Bücher sind so schwul

28 Nov

Kennen Sie Katharina Hacker? In einer Besprechung ihres neuen Romans kommen vor:

Anton, der Arzt auf der Suche nach der Liebe seines restlichen Lebens, und Bernd, der schwule Buchhändler,

Wetten, dass Anton hetero ist? Schwule nämlich sind nie auf der Suche nach der Liebe ihres Lebens, sondern eben – schwul. Immerhin haben sie heute einen Beruf. Heteros hingegen werden über alles mögliche definiert, nur nicht über ihre sexuelle Orientierung.

Ob Hacker für diese geradezu beispielhafte Heteronormativtät verantwortlich ist oder der Rezensent, mag der Leser entscheiden.
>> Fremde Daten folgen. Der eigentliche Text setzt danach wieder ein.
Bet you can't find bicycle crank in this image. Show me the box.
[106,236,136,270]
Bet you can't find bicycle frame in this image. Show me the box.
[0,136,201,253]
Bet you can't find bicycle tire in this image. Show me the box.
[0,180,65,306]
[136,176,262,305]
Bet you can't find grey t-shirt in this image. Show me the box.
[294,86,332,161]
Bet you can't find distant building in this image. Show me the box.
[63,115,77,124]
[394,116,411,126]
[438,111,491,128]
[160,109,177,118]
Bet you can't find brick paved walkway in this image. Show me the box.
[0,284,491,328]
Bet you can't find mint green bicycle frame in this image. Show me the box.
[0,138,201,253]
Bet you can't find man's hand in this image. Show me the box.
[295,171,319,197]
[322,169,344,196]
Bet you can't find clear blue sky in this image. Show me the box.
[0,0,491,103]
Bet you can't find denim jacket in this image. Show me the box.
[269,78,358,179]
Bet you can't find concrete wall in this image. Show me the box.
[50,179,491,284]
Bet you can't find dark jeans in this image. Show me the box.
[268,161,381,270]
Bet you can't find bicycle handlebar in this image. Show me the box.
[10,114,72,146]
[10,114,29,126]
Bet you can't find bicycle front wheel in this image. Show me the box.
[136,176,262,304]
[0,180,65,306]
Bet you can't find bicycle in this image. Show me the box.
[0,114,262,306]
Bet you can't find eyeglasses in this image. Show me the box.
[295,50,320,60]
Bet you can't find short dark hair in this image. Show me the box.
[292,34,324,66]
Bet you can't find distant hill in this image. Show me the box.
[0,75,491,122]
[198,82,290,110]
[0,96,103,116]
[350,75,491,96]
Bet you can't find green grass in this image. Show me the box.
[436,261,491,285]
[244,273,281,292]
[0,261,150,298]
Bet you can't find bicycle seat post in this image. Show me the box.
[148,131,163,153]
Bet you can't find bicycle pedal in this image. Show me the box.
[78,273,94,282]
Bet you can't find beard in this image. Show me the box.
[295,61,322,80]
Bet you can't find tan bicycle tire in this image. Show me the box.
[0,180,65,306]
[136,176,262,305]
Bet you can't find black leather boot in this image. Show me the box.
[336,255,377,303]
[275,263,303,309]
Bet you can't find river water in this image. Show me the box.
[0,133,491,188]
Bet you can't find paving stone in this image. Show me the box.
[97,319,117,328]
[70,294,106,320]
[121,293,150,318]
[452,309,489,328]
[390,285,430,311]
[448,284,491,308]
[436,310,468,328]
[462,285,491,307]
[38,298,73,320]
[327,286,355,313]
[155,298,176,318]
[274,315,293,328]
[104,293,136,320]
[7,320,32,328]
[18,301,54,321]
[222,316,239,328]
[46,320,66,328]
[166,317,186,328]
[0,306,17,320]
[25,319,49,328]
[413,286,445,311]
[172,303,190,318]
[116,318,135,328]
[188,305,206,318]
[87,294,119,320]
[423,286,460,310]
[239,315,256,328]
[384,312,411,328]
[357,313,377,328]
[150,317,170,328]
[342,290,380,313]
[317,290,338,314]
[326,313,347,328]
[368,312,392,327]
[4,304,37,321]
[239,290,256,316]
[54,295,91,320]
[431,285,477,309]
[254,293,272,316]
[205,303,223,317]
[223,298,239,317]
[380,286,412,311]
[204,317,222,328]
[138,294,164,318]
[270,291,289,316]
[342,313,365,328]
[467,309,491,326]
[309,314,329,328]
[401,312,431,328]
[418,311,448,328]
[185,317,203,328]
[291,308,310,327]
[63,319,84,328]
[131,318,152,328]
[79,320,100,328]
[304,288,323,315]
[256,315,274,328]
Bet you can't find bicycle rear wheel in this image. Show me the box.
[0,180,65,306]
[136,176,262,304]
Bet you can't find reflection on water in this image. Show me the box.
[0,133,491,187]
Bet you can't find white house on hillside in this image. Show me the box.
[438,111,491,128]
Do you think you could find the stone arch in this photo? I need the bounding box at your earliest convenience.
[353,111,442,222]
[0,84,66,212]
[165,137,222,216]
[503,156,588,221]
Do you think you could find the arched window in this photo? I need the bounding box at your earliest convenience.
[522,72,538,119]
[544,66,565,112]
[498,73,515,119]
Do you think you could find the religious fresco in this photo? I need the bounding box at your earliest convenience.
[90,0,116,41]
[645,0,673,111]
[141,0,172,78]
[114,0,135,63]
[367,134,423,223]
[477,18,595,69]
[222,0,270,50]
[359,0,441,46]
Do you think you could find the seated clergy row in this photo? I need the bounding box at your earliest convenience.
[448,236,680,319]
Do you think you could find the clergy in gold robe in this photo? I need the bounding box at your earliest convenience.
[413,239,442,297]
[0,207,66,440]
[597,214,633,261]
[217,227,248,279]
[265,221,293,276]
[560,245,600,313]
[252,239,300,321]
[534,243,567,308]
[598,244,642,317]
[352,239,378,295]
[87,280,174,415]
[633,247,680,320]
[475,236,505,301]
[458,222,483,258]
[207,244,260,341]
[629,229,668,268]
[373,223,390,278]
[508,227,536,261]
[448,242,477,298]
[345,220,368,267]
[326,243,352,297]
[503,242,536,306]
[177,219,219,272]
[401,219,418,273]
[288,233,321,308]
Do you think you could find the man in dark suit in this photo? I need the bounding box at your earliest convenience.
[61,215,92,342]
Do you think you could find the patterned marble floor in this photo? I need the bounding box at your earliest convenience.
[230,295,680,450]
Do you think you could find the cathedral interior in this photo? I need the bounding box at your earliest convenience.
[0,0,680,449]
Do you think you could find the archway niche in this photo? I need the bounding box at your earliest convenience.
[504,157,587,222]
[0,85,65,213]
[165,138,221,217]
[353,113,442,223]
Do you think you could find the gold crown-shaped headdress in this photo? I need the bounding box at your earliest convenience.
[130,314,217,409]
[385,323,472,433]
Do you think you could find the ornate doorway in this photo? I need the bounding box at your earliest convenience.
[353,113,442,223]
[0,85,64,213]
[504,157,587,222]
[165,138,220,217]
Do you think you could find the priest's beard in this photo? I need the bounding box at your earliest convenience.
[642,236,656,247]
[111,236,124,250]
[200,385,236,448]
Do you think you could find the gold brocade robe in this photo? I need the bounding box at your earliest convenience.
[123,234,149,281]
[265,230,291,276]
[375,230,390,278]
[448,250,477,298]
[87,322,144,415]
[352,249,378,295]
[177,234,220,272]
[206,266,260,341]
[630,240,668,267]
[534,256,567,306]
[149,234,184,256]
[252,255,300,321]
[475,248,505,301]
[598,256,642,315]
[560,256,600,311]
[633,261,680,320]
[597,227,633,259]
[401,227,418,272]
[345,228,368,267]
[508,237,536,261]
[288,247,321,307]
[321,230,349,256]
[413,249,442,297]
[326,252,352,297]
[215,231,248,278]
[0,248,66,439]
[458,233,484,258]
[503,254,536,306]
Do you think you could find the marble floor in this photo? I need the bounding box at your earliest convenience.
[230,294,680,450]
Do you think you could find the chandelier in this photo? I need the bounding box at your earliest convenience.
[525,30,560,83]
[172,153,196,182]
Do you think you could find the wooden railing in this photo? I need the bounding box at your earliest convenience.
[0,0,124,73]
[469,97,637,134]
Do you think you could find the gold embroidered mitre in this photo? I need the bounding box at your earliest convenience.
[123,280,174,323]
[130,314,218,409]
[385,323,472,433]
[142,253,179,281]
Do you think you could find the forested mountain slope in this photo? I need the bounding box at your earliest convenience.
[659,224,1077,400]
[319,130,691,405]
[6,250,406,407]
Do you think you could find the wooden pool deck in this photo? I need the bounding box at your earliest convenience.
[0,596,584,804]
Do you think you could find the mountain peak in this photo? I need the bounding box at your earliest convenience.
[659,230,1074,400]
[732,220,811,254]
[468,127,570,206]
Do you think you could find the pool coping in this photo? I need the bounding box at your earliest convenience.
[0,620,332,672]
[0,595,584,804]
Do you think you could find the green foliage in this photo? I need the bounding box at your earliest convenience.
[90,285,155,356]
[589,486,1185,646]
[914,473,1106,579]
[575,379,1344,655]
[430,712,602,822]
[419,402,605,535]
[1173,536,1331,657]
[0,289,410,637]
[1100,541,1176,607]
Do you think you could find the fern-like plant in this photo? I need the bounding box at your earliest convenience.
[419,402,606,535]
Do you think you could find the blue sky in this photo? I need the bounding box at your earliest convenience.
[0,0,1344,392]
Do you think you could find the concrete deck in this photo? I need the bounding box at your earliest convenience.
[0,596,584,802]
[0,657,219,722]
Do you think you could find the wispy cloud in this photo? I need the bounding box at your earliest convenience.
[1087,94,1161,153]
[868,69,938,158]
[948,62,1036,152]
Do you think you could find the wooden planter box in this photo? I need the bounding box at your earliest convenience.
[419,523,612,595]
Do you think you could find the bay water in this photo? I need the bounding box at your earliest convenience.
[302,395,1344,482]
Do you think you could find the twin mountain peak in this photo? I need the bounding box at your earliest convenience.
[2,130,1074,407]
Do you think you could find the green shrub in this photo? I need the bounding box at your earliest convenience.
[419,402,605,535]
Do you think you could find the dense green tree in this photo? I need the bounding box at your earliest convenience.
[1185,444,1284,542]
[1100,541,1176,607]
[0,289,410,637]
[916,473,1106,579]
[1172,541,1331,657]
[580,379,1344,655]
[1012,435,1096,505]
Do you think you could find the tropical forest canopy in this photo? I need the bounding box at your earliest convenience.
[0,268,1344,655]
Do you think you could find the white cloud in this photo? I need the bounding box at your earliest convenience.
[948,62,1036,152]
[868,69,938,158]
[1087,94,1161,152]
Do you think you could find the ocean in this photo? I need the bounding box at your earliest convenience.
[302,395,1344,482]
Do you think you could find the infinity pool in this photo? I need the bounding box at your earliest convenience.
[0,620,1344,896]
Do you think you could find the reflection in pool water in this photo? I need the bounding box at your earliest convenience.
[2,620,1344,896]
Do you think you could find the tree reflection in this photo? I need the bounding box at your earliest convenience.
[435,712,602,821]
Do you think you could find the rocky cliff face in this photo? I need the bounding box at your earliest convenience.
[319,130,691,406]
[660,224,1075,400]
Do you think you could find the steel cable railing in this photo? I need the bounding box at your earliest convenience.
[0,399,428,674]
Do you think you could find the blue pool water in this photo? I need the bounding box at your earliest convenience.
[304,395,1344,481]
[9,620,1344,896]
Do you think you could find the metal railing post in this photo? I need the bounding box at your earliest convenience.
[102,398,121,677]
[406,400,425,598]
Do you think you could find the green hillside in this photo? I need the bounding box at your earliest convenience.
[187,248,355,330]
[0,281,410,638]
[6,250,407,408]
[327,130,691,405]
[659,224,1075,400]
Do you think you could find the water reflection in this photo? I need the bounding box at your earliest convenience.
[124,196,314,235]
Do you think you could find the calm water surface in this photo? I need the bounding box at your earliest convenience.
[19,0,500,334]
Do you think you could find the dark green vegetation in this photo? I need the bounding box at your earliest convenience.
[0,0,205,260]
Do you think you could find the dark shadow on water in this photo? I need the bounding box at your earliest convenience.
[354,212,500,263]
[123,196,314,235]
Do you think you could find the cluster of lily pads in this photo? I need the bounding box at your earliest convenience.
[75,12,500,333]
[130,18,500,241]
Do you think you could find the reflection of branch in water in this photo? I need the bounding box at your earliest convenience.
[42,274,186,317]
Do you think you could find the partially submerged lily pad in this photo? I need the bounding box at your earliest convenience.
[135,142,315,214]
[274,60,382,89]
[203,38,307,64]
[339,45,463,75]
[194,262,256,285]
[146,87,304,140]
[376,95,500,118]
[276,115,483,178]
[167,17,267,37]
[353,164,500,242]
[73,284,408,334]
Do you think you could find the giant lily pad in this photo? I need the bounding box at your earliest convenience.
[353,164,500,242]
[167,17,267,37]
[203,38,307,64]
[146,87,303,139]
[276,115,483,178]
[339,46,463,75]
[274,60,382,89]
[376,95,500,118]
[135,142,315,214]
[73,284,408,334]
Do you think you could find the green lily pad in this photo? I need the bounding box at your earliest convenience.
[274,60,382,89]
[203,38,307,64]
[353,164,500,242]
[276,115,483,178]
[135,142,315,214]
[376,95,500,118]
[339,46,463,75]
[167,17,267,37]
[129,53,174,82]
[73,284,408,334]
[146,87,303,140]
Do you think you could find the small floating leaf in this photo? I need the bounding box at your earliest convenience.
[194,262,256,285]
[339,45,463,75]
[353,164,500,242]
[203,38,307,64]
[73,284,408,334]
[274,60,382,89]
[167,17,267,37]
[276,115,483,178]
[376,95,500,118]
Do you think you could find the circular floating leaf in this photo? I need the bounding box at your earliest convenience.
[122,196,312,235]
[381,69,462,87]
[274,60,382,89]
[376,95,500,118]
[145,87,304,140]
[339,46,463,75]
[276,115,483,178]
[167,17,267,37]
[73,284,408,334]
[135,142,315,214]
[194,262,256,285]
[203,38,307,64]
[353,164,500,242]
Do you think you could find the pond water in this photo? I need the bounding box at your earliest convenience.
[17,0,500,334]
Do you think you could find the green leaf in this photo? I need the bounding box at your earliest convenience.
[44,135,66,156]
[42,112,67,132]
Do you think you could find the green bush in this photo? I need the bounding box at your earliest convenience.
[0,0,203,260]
Sachdienliche Hinweise wie immer gerne in den Kommentaren.

6 Antworten zu “Bücher sind so schwul”

  1. metrake 28. November 2009 um 17:56 #

    Dass die Rezension in „Welt online“ erschienen ist, sagt eigentlich schon alles.

    • Damien 28. November 2009 um 18:09 #

      Wieso? Dort erscheinen regelmäßig Rezensionen, in denen Homosexualität differenziert, unaufgeregt und in angemessener Weise thematisiert (also weder verschwiegen noch klischeehaft dargestellt) wird.

  2. Friedrich II 4. Dezember 2009 um 02:22 #

    Man kann’s auch übergenau nehmen. „Sie suchen das Glück. Alix, die Graphikerin (die an der selben Krankheit leidet wie vielleicht der ganze Roman, an einer akustischen Überempfindlichkeit), und ihr Mann Jan, der Psychotherapeut, Anton, der Arzt auf der Suche nach der Liebe seines restlichen Lebens, und Bernd, der schwule Buchhändler, Heinrich, der pensionierte Oberstaatsanwalt, und seine Frau Clara.“ So lautet die Aufzählung der Figuren in zitierter Rezension. Jede von ihnen wird mit bestimmten Eigenschaften vorgestellt, die einander nicht 1:1 entsprechen. Die eine ist Graphikerin, die an akustischer Überempfindlichkeit leidet, der andere schwuler Buchhändler. So what?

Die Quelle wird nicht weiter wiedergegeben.